Он не оборачивался. Ну вот, теперь придется перестраиваться. Уже несколько лет он считал, что рожден для амплуа покинутого друга или брошенного любовника. Мы все знаем: то, чего мы втайне страшимся, никакая не тайна, а нечто всем известное и неистребимое, обещающее повторяться снова и снова. Он завернул кран, поставил ковшик на сушилку, выждал.
– Спроси меня, рада ли я, что вернулась. Я по тебе скучала. Как ты, нормально?
– С Биллом не пересекалась?
– спросил он.
– Я его словно бы все время видела, ну, знаешь… А так - нет. Ты ничего не слышал?
– Все тихо.
– Я вернулась, потому что боялась, у тебя не все ладно. И потому что по тебе скучала.
– Я тут нашел чем заняться. Кое-что сделал, кое-что разобрал.
– Ты всегда ценил труд до седьмого пота.
– Да, старина Скотт не меняется, - сказал он.

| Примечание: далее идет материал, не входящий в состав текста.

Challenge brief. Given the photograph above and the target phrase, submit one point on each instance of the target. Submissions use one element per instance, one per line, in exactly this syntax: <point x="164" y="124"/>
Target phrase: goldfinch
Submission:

Его голос звучал как-то незнакомо. Наверно,
подумал он, из-за того, что я давно ни с кем не разговаривал вслух. Но возможно, виновата ситуация. Говорить было опасно: он не знал, в какую сторону покатится фраза, к некоему тезису или, с равным успехом, к его полному антитезису. Сейчас Скотт мог качнуться в любом направлении, среагировать так или сяк - все выйдет естественно. Он был лишь косвенно причастен к тому, что срывалось с его языка, и потому в его замечаниях ощущалась нехорошая, с легкой гнильцой беспечность.
– Конечно, вполне возможно, ты предпочитаешь жить один, - сказала она.
– Я это знаю. Я знаю, что уехала, наверно, не в самый лучший для тебя момент. Но я искренне считала…
– Знаю.
– Мы с тобой никогда не были попугайчиками-неразлучниками.
– Не переживай, - сказал он.
– У меня плохо получаются такого типа разговоры.
– Знаю. Не переживай. Мы оба не в своей тарелке.
– Из Нью-Йорка не звонила, с автовокзала не позвонила.